One Million two hundred thousand men, ready to fight. Today we begin by reading 2 Chronicles 13-17.
We will talk about soldiers, salt serenity, and salvation.
Soldiers
The size of this battle is staggering. The current US Active Duty Military, as of September 203, with all branches combined, has one million two hundred and ninety thousand active members.
Therefore, this one battle was almost equal to our entire armed forces.
In those days, men approached each other with swords, spears, and bows and arrows. They help shields, but as we have seen depicted in movies, a battlefield was a bloodbath.
Now scale that up and imagine the amount of blood flowing from a battle of this magnitude.
Abijah, though not devout, worshiped the God of Israel. He would only reign for three years.
On the other side, with twice the personnel, was Jeroboam. He had driven out the Levites and replaced them with his own priests. This made him an idolater, and God was against him.
Abijah knew this and trusted in God for deliverance.
Salt
He reminds Jeroboam that God has “a covenant of salt” with the family of David.
Salt is a preservative. They used salt to prepare the sacrifices they offered God.
They considered a “covenant of salt” a permanent, sacred, unbreakable agreement. Because of it, Abijah was not worried that the odds against him were two to one.
He knows that “God is with us; He is our leader” (see 2 Chron 13:12).
This was correct, as verse 13:16 says, “God delivered them in their hands.” (NIV)
Over five hundred thousand casualties happen in this one battle (see v17). The sorrow had to have been oppressive.
Serenity
Among the dead was Jeroboam, the evil king (v20).
As often happens, a cataclysmic moment precedes peace. The storm before the calm. The tipping point.
Just a few verses later, in 14:1, Abijah dies too.
Asa, his son, follows him. Historians consider him a great king.
First, he removed the foreign altars and high places (v14:2).
Then, he commanded Judah to seek the Lord (v14:3).
Because of this, there is a rare event: the country was at peace for ten years (v14:1).
By driving out foreign idols and returning to God, they had lasting peace. God favored them and gave them rest (v14:6). This enabled them to prosper.
They built up the towns and fortified their walls. The troops continued their training and improved their weapons’ supply.

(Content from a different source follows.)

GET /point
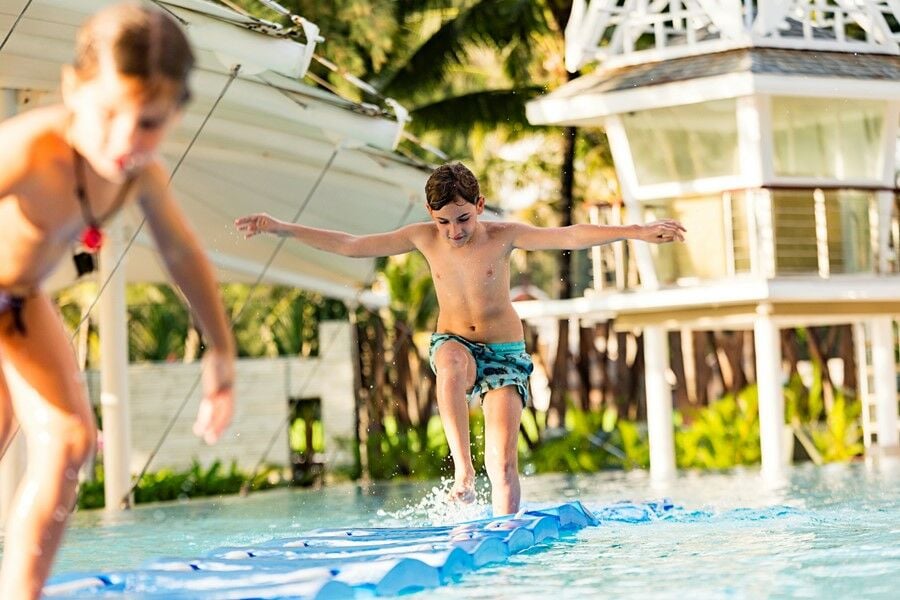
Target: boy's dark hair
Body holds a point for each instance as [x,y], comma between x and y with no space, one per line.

But the Spirit of God was with them. It came on their prophet, Azariah, son of Obed, who went to meet Aza. His name means, “Yahweh has helped”.

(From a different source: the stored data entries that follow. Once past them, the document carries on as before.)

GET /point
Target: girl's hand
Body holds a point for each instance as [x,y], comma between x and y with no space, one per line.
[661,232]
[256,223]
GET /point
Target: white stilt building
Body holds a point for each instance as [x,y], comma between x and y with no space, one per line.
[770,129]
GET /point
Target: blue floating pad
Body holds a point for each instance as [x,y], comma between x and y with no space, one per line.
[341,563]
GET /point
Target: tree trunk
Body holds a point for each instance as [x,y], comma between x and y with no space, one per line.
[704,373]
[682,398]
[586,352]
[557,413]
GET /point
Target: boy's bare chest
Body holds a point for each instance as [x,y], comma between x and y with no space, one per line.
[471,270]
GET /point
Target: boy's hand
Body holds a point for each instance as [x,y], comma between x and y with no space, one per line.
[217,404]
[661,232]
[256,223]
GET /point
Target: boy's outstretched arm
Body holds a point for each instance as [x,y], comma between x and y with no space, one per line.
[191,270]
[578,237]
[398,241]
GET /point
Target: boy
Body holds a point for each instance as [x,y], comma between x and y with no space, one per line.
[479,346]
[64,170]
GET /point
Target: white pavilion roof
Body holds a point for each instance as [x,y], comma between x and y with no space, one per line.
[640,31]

He tells Asa, “The Lord is with you when you are with Him. If you seek Him, you will find him. But, if you forsake Him, He will forsake you (v15:2).”
This is what we must take from this storyline.
Salvation
Christian principles formed America. All thirteen of the colonies which formed the United States required their governors to be religious, with nine specifying they must believe in Jesus.

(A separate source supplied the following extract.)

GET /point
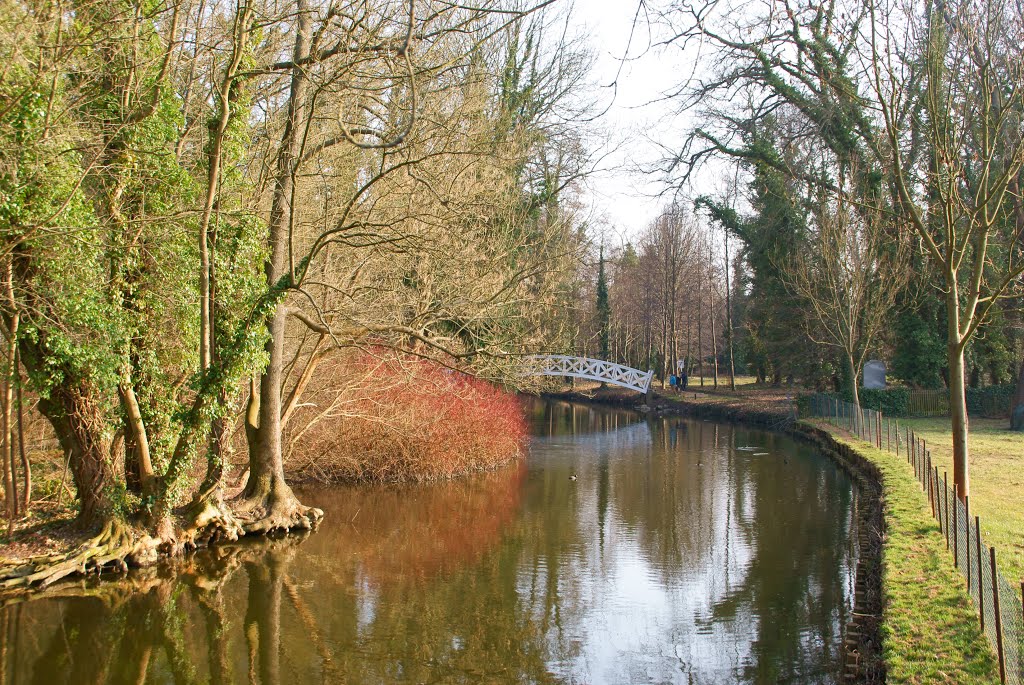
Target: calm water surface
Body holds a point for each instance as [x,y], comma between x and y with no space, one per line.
[682,552]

When we were with God, He was with us. He blessed us beyond measure. Our nation prospered.
We would seek Him, and we would find Him. God does not hide from people. He wants His children to be around Him always.
But God warned Asa, just as He had warned Israel under Jeroboam. If Judah were to forsake God, He would forsake them.
We have been forsaking God in our country since the middle of the 1960s. People have removed him from our schools, our courts, and even our public consciousness.
Before we found our home in our current church, we attended services at four others. We left without hearing about Jesus. That is why we didn’t return. If they removed Jesus from their message, they weren’t His church. Ours either.
Asa drove out all the idols, even the one his grandmother made (v15:16).
Because they sought God, they found Him. And “There was no more war until the thirty-fifth year of Asa’s reign.” (2 Chron 2:19, NIV)
Sin
Then Asa messes up. He seeks help from Aram instead of God.
We do this today. We know who God is and how He is helping us. But we want something we know is outside of His will for us.
So we seek it through another means.
Illness comes to Asa, and instead of seeking help from God, he looks for other cures. He looked for the physicians to treat him instead of repenting and letting God heal him.
From that point on, they were always at war.
Opportunity only presents itself for small windows of time. We seize them, or we lose them.
Time is short. We must not continue to forsake Him.
Repent now and seek God. He is waiting for you to come home.